How do i get my anger out with out harming my self?!


Question: my best m8 fancies my boyfriend and wont let it go that he doesnt like her ,but it may seem that he does, in result of this i have tended to harm my self and i dont want to do it anymore so how can i let my anger out differently.


Answers: my best m8 fancies my boyfriend and wont let it go that he doesnt like her ,but it may seem that he does, in result of this i have tended to harm my self and i dont want to do it anymore so how can i let my anger out differently.

Why harm yourself..... to force him towards you?
Are you sure about these feelings of your friend and boyfriend? Or are you just thinking these things..... sometimes that happens cause your friend is probably pretty or spontaneous. Maybe your man is a little too friendly.
If your man is too friendly with her, let him know how u feel. Tell him he has to pay you attention in front of her and show her who he's with.

But if things are the way u say they are..... try to move on. There's 8,000,000 men out there. Someone is bound to be your other half.

I also read books of encouragement, self esteem, and how to progress myself. It helps me with more knowledge and the man i'm with, sees that there's no stopping me. I can leave him at anytime and I can do it with my head held up.

Keep your head up, girl!

shout or cry?

get a punching bag

Exercise.. you can release all that anger by doing exercise. Maybe join a gym and use their punching bags. Sorry to hear this, but at least your not out hurting anyone. Hurting yourself isn't good either. Try the exercise, or running. Best wishes.

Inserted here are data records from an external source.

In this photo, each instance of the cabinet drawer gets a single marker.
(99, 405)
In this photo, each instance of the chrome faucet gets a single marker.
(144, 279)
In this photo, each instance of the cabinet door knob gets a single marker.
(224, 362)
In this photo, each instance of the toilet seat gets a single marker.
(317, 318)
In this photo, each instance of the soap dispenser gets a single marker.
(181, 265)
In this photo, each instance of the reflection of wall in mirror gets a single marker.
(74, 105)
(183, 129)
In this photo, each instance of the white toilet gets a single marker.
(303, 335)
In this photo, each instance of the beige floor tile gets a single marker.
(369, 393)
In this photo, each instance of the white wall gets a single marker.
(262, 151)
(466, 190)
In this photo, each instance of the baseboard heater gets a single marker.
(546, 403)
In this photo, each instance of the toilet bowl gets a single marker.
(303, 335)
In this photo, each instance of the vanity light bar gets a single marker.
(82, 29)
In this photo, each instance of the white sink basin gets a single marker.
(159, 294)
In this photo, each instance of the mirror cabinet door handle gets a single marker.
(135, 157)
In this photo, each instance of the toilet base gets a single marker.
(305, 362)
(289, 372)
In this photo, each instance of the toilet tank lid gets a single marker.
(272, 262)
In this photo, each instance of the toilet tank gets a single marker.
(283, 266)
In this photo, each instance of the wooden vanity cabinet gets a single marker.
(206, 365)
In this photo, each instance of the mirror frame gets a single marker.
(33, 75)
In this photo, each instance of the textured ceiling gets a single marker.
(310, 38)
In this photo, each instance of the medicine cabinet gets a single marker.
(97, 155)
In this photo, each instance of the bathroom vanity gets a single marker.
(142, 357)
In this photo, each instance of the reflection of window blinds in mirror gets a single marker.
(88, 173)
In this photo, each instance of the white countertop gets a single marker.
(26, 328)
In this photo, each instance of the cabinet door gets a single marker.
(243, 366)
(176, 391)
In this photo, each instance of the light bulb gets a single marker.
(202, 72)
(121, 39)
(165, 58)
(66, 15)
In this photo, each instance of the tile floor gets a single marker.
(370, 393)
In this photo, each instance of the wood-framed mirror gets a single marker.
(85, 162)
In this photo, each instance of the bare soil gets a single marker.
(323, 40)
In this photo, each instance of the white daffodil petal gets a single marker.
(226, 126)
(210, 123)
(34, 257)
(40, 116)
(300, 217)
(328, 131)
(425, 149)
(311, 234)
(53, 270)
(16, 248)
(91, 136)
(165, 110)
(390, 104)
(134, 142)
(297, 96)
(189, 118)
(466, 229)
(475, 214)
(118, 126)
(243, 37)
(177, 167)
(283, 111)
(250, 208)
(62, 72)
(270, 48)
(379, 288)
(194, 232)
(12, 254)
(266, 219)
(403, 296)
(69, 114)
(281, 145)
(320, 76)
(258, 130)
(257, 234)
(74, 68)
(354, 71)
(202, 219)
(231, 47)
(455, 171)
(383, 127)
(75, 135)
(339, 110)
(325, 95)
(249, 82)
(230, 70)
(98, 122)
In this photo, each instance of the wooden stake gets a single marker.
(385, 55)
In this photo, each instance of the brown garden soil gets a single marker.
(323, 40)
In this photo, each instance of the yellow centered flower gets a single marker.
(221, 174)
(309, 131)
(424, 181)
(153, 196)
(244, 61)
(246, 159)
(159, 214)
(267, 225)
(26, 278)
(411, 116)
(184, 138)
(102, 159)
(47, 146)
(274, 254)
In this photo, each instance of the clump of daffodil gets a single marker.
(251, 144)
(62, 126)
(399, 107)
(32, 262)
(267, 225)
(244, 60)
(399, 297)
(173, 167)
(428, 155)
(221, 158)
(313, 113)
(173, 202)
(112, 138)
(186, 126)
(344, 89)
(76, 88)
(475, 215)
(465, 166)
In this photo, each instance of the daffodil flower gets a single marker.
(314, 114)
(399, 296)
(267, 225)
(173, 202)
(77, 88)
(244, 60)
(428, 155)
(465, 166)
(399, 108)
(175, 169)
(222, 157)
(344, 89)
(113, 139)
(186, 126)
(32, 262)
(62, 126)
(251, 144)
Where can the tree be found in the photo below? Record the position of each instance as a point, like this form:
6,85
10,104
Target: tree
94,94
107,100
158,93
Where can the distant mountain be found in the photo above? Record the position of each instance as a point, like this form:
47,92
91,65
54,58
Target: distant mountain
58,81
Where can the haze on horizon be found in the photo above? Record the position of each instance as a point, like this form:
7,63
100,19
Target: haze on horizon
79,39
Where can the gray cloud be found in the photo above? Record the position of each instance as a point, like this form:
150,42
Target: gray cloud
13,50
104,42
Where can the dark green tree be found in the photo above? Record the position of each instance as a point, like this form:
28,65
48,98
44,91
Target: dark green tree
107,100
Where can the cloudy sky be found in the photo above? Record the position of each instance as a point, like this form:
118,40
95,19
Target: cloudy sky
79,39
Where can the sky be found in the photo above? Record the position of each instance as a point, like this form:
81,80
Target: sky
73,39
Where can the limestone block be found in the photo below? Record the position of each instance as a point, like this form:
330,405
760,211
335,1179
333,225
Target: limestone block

See if you can learn more on meditation and yoga. I was very sick in the past but thanks to relaxing with yoga and meditation I have control now. I'm not healed, but have control...Good luck

See self harm, and anger management, in sections 16, and 4, at http://www.ezy-build.net.nz/~shaneris

it is a individual thing maybe the gym would help or anything that lets you get the feelings out painting poetry any ting you can think of does not have to make seance just has to work

good luck

It's gonna be hard, but what you have to do is not be angry.You've have already let your anger out in many ways. If you continue to do this, you are letting them torture you.Go to church or something.(Seventh Day Adventist churches are awesome)

Go for long walks, do something fun to take your mind off self.
Do these things with your boy friend, learn to trust and share views open and honestly.
Self harm usually is because you are feeling some kind of pain.
Self harm also is a form of divertion, so I think you need to learn to use very positive diversions, and building self esteem, and an open mind, sharing it with your fellow is a good start.
Also go see a doctor and explain what you feel, but again telling your boyfriend, with out getting angry, and asking him to share ideas of how to do things together more, so can build on what you have.
GET help.
If you do these things and you still feel jealous, then get out and get busy, helping others , even getting a pet, so you learn to share better, and RELAX, even get healthy by walking or caring for your pet etc.
Sandy

It's important to recognize what your motivation is in harming yourself - if it is to capture attention versus expressing anger, then there are different approaches.
Express your feelings: try writing (journaling), drawing or talking to someone. Talking with your boyfriend seems like a good start to figure out where the insecurities are in the relationship.
Be well.

There are many way to re-route your anger. You could do exercise (ie walking, go jogging) If you can get hold of a bunch bag they are good, I bought one and when im mad I go and hit it and pretend its the person who has most annoyed me. Also is your into something like music or poems maybe write one saying how you feel. A few years ago someone gave me an elastic band to put on my wrist and everytime I was about to cut myself I would pull on it as it is a pain like a cut but doesnt do anything to your skin

try talking about your angry feelings. get support . And talk to someone you trust.
Don't be alone when your angry either.